I love American cycling. I grew up watching Greg LeMond, who was Lance Armstrong before Lance Armstrong was Lance Armstrong. Except that LeMond simply won races, and opted out of becoming a "symbol" of anything or a public "inspiration" to anyone. I remember watching LeMond battle his French nemesis Laurent Fignon (ponytail, John Lennon glasses) up and down the Champs Elysees; though I'm sure it wasn't, the whole thing felt a little more innocent. I had a road bike then. I bought spandex. I took long training rides through the country with my dad. I even raced a little.
Fast forward to this week and the downfall of another modern idol, Lance Armstrong. Armstrong won seven Tours De France, after winning a highly publicized battle with cancer. There's nothing we love more than winners in this country, except, maybe, Inspirational Figures. Armstrong was both. Like anyone who loves sports and competition, I was thrilled when he stared down his rival, Jan Ullrich, on the side of a mountain before powering away and leaving Ullrich in the dust in what is now just referred to as "The Look." When I see it I still get chills. Honestly, I speak for most athletes when I say I'd love to do that to someone in competition.
Like anyone who loves marketing (are these people out there?) we were thrilled when Armstrong made the little rubber wristband a permanent part of American culture, and helped make Cancer Awareness a part of our everyday vocabulary and consciousness. In fact, it was becoming the de facto Godfather of Cancer Awareness that may have helped Armstrong keep the anti-doping dogs at bay.
We found out this week that Armstrong was the greatest cyclist in an era in which nearly all of cycling was doping. We learned that Armstrong was the heavy-handed ringleader of what Travis Tygart, chief executive of the U.S. Anti-Doping Agency, has called the "most sophisticated … successful doping program sport has ever seen." We learned that Armstrong needed and encouraged his teammates to dope, so that they could support him at an elite level. We learned that he lied about almost all of it, repeatedly. We learned that the allure of winning and money was more than any of his teammates could deny, even though they all talked of their love for the sport of cycling, and their dreams of competing as professionals.

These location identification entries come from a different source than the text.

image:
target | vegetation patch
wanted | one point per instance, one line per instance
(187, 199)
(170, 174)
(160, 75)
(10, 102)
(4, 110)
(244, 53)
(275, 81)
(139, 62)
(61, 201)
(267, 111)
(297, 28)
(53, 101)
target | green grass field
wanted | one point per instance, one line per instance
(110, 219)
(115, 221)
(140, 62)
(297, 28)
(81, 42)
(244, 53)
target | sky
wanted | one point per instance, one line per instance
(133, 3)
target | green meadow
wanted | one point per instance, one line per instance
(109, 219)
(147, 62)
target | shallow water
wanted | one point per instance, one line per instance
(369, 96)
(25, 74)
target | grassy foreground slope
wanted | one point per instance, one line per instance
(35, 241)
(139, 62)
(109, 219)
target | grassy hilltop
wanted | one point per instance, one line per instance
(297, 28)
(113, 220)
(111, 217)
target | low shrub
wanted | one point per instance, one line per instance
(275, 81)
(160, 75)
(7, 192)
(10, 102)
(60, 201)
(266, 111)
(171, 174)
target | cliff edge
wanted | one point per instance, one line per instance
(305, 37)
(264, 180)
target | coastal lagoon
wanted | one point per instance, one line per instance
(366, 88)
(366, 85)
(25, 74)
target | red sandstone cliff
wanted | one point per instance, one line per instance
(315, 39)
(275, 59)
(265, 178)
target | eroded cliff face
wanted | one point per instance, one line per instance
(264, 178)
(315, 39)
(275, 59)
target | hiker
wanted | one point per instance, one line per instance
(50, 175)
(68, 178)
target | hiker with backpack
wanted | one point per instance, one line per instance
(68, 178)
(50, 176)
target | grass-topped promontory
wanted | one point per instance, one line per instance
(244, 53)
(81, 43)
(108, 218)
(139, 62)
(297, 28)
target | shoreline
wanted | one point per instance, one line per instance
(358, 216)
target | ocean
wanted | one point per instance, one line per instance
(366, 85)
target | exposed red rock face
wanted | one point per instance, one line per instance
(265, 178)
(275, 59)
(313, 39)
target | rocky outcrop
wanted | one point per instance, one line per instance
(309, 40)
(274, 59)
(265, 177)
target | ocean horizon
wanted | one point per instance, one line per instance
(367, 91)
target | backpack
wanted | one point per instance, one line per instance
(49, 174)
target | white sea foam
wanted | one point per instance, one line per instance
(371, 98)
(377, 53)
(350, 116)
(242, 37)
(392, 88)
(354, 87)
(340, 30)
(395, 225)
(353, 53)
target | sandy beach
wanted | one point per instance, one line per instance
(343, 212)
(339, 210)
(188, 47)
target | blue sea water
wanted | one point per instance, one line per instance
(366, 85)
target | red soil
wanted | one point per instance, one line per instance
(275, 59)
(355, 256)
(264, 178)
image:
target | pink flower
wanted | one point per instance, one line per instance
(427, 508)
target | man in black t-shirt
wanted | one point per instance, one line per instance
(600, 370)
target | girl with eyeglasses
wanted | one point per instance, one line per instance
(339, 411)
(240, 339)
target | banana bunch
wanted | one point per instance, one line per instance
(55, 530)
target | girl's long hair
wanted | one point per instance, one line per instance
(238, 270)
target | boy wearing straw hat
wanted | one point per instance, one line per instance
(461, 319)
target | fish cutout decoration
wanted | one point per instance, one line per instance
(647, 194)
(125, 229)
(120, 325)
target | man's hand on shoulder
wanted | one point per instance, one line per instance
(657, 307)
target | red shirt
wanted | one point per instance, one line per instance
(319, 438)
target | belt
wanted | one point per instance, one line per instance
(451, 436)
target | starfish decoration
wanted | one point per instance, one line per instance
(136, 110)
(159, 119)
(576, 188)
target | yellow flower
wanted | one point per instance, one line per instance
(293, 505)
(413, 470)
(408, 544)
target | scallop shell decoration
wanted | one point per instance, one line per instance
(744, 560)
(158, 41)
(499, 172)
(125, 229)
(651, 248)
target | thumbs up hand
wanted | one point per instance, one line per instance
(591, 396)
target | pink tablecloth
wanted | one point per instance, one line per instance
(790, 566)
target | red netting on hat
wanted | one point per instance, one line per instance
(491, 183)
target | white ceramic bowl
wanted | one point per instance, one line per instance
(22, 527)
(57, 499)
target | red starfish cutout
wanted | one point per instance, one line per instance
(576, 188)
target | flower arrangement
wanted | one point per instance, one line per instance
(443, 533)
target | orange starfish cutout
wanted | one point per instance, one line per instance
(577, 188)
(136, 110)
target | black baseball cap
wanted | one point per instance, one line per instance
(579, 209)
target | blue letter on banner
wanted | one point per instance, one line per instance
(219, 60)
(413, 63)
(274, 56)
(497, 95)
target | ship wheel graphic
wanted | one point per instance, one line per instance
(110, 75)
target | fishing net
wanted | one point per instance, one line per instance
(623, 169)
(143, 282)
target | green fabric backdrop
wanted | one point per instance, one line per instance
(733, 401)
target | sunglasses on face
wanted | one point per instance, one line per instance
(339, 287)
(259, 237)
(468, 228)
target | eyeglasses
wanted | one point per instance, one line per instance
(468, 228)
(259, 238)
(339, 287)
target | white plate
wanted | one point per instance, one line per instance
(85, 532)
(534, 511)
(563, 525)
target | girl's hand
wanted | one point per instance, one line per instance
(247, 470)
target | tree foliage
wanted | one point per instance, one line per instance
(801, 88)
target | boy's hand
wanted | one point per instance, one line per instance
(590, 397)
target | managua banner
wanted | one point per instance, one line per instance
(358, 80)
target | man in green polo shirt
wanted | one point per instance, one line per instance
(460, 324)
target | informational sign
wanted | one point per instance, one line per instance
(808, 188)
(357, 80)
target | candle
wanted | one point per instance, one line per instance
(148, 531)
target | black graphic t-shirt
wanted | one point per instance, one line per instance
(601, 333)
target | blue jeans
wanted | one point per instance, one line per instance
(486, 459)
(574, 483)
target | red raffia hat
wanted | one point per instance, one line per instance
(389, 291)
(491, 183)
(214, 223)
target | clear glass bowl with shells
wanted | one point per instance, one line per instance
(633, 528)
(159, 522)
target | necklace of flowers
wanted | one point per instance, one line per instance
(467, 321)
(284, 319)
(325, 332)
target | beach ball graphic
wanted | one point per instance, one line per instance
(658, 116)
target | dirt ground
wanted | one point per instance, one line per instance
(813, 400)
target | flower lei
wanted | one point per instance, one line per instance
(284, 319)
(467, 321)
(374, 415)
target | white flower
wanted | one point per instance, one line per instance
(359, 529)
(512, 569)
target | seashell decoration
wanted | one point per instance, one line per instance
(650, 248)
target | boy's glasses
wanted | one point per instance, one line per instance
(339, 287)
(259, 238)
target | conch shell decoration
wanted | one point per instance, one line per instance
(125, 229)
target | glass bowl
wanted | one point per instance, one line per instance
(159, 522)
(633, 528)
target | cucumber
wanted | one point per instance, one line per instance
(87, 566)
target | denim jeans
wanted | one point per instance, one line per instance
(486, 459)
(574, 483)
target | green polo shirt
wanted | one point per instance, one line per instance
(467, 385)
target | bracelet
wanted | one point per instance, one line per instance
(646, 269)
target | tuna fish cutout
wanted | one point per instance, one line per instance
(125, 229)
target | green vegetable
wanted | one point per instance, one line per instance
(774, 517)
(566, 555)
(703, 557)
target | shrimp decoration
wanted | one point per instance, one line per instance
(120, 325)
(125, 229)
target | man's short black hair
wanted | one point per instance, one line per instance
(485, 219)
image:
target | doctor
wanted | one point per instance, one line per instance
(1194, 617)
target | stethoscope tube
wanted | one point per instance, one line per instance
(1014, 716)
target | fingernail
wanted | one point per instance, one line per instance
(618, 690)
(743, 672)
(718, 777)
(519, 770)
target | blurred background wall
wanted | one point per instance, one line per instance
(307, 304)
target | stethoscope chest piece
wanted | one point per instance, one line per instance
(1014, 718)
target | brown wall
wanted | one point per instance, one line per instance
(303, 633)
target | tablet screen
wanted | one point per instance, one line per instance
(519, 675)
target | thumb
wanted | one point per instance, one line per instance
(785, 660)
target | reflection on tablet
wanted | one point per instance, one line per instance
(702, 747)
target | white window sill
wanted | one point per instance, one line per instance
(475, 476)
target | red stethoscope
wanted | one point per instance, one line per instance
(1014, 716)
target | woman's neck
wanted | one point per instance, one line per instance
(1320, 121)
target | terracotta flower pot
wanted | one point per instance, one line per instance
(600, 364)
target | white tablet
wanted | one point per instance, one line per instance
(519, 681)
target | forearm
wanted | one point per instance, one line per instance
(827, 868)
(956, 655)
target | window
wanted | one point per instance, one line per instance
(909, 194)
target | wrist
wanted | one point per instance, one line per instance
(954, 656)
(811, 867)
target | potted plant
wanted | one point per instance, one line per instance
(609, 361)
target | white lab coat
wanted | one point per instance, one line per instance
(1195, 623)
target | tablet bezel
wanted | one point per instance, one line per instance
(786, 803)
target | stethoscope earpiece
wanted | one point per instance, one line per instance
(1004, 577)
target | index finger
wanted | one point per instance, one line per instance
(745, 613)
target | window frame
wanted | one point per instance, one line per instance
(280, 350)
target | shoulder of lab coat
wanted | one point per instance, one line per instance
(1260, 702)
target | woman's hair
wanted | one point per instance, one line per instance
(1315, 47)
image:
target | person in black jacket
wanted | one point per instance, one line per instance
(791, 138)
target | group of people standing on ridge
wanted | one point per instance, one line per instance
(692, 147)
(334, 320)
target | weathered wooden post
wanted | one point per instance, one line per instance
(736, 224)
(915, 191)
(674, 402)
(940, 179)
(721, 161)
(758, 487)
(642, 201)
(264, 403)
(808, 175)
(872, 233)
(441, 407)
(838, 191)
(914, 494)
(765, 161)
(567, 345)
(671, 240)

We also were reminded that God will not be mocked, and that idols eventually fall. Armstrong lived as a king of American culture for over a decade. He was one of those figures about whom people almost universally felt good. He was rich. He dated celebrities. He was photographed everywhere, with everyone. He raised money and he donated money. He was inoffensive to everyone outside his industry (cycling), though if media accounts are to be believed, he was reviled within it.
For a while, it seemed almost un-American to root against Armstrong. But this seemingly bulletproof American Idol fell. Indeed, God will not be mocked.
Armstrong's many sins are now public. He sacrificed his integrity, he bore false witness, and he caused others (his teammates) to stumble into the same substance abuse that fueled his victories and enabled the idolatry in the first place. He gained the world, for a time, and seemed to forfeit his soul.
At the same time, as sinners who have all fallen short of God's glory, we've all done this at some level. I know I have. If I were still a child, powering around the back roads of Blackford County on my entry-level Trek road racer, I'd probably be crushed at Armstrong's recent downfall. But as a somewhat hardened adult cynic, I was neither surprised nor especially crushed. Let's be honest, to be an athlete or a fan today is to develop a certain comfort level with moral ambiguity. We cheer for corrupt college football programs weekly, and we hardly raise an eyebrow when our favorite baseball and football players are suspended for using performance enhancing drugs. We even regularly freak out at our own kids' little league games and chalk it up to just "being competitive."